The ALJ denied compensatory damages Jackson requested for interest on
an automobile loan, and we concur. Jackson purchased the car before he was terminated by
Protein, T. 72, so that the interest cannot be considered damages caused by his unlawful
discharge.
The ALJ also awarded $6,461.70 in attorney's fees based on itemized
billing records submitted by Jackson's attorney.
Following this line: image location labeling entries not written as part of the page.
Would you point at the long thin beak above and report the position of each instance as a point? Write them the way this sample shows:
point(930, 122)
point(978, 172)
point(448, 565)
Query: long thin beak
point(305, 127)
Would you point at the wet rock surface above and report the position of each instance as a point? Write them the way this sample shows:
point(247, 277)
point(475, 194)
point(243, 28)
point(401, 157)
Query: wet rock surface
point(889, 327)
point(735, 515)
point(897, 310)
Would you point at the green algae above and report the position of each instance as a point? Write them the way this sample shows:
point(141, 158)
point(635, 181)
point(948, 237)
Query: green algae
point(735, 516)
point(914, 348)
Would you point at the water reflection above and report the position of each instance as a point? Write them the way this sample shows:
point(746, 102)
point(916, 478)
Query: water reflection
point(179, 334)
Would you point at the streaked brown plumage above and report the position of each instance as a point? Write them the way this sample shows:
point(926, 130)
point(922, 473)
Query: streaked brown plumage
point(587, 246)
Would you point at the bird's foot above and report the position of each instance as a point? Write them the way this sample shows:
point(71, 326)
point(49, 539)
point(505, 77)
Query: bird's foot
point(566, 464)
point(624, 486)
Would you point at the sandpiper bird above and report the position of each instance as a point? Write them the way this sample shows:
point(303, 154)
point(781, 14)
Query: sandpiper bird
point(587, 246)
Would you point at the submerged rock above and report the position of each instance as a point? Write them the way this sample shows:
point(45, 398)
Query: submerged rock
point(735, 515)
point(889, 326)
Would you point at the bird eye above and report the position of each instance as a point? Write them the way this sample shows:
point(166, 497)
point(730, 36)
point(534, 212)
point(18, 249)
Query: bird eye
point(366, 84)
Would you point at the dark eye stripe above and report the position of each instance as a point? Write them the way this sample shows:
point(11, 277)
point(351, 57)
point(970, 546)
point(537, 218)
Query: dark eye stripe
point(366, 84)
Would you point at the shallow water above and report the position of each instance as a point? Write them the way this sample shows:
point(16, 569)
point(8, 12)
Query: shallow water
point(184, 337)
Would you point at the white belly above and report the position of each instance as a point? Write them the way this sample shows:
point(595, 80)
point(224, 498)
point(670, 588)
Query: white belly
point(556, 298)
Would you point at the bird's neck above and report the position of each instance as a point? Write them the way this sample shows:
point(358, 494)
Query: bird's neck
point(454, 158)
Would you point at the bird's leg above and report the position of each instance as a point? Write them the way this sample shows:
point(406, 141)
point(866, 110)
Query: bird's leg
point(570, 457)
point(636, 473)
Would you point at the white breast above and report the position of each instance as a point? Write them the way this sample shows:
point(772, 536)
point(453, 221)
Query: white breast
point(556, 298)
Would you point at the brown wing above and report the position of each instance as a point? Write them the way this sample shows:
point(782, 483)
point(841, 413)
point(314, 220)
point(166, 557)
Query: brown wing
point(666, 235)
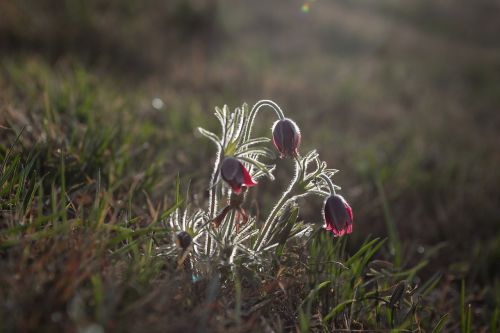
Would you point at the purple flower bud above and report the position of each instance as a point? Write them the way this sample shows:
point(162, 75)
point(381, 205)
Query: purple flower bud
point(183, 240)
point(235, 174)
point(338, 215)
point(286, 137)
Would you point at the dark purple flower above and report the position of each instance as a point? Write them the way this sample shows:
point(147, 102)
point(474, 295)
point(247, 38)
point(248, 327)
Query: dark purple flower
point(338, 215)
point(286, 137)
point(235, 174)
point(184, 239)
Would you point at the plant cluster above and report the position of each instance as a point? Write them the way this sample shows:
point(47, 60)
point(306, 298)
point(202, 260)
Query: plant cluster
point(225, 228)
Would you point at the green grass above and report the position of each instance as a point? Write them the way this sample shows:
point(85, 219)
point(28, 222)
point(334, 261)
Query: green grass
point(83, 236)
point(90, 171)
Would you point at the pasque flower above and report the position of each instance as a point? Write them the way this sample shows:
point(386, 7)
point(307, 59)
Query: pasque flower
point(286, 137)
point(235, 174)
point(183, 240)
point(338, 215)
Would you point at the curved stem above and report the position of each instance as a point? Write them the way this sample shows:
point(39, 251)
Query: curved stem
point(212, 200)
point(255, 110)
point(329, 183)
point(271, 221)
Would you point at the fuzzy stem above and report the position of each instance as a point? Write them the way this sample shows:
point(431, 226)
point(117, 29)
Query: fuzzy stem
point(255, 110)
point(329, 183)
point(212, 199)
point(271, 220)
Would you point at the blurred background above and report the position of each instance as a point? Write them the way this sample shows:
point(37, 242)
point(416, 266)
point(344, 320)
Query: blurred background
point(402, 97)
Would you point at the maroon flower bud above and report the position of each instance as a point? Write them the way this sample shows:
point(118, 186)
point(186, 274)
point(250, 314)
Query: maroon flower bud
point(338, 215)
point(183, 240)
point(286, 137)
point(235, 174)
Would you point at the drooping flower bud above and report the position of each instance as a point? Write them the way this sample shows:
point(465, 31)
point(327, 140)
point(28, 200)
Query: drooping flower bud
point(338, 215)
point(235, 174)
point(183, 240)
point(286, 137)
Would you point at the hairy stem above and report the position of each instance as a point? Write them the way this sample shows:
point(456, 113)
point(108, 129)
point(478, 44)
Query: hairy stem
point(255, 110)
point(271, 221)
point(212, 200)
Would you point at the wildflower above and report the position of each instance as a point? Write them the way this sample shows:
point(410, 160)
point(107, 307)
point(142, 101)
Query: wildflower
point(235, 174)
point(183, 240)
point(338, 215)
point(286, 137)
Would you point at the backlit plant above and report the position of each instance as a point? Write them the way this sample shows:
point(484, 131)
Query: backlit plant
point(225, 229)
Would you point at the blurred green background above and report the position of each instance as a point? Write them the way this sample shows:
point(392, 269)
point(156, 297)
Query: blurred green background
point(402, 97)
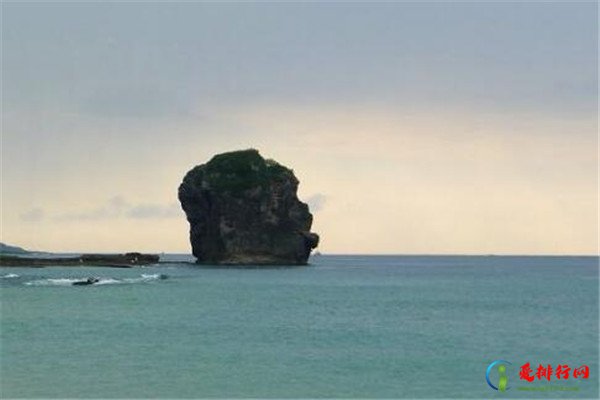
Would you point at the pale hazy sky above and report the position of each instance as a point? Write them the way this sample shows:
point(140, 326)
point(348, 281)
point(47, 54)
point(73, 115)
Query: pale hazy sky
point(413, 127)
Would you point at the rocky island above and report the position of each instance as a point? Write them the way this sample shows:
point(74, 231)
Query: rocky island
point(244, 210)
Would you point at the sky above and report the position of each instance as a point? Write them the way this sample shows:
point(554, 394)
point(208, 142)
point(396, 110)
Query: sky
point(414, 128)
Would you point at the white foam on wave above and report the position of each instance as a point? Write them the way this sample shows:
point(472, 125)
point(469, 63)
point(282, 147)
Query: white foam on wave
point(52, 282)
point(103, 281)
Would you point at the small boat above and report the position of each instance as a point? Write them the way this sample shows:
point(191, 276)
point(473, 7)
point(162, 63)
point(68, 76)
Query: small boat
point(88, 281)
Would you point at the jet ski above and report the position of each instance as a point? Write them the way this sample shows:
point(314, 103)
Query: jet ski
point(88, 281)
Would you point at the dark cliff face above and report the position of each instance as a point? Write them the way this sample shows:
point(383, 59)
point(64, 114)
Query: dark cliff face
point(243, 209)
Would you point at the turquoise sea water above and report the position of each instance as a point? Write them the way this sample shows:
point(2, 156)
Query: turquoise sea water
point(345, 326)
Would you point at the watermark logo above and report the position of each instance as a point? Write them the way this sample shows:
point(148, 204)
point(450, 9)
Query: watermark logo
point(528, 374)
point(502, 375)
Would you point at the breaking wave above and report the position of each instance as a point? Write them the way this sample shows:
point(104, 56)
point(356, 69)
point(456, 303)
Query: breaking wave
point(144, 278)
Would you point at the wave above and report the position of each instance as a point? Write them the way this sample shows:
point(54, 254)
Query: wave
point(144, 278)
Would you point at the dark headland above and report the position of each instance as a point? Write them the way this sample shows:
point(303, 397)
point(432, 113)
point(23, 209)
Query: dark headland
point(126, 260)
point(244, 210)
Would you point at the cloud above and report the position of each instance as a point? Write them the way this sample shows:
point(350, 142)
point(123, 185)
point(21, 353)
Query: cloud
point(316, 202)
point(118, 207)
point(33, 215)
point(145, 211)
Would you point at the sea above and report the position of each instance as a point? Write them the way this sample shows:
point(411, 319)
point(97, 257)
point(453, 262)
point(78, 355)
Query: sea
point(341, 327)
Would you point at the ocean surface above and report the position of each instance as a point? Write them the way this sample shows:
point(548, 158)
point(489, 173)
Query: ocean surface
point(342, 327)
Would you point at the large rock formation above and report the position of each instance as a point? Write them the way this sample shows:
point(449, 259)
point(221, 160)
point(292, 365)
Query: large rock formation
point(243, 209)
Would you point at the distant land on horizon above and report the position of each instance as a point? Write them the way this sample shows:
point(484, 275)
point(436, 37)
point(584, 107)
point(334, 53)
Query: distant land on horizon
point(13, 249)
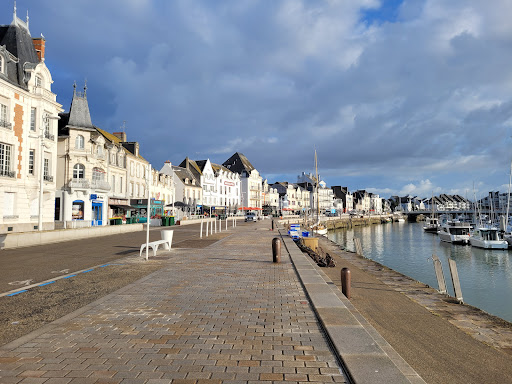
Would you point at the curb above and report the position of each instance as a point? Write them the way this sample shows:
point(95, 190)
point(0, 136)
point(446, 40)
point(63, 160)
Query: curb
point(364, 354)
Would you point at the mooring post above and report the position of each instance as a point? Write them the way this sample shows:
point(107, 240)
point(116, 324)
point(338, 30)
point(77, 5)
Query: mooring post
point(345, 282)
point(276, 250)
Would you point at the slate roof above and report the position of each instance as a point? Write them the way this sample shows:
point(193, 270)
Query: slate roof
point(238, 163)
point(18, 42)
point(184, 173)
point(78, 115)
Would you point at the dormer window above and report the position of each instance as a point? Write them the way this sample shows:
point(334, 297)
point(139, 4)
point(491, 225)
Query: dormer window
point(79, 142)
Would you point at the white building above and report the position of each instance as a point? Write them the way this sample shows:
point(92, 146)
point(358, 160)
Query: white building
point(188, 193)
point(251, 182)
point(28, 147)
point(270, 198)
point(221, 187)
point(83, 188)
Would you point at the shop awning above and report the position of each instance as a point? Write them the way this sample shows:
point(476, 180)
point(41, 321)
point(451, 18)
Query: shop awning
point(121, 206)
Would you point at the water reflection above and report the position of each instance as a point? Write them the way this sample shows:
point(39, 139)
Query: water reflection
point(485, 275)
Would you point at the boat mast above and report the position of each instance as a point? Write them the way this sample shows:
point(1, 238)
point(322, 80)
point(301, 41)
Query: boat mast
point(317, 201)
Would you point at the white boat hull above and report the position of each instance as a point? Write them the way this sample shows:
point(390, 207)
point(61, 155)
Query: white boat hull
point(454, 239)
point(488, 244)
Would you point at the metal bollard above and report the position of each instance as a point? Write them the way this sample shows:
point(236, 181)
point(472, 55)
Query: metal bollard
point(345, 282)
point(276, 250)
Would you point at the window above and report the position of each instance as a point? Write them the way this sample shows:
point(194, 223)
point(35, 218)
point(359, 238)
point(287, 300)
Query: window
point(46, 122)
point(46, 167)
point(33, 112)
point(79, 142)
point(98, 174)
point(4, 117)
point(78, 171)
point(5, 160)
point(31, 160)
point(9, 199)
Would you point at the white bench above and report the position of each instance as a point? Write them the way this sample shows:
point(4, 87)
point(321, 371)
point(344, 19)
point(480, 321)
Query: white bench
point(154, 246)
Protein objects to an award of attorney's fees for
time spent on a motion for default judgment and a motion to compel because the ALJ denied an
award of these costs in his September 8, 1996 Recommended Decision and Order and the Board's
Remand Order did not reverse that finding. We do not agree. The STAA provides that, when
an order is issued in favor of the complainant, "the Secretary may assess against the person
against whom the order is issued the costs (including attorney's fees) reasonably incurred by the
complainant in bringing the complaint." 49 U.S.C.A. §31105(b)(3)(B). Time spent
in preparation of discovery and procedural motions is a cost reasonably incurred in bringing the
complaint and is recoverable under the statute. We adopt the ALJ's recommendation of an award
of attorney's fees of $6,461.70.
Accordingly, it is ordered that Respondent Protein Express pay
Complainant Steven Jackson $6,225 in back wages, with interest as provided in 26 U.S.C.
§6621, and $6,461.70 in attorney's fees.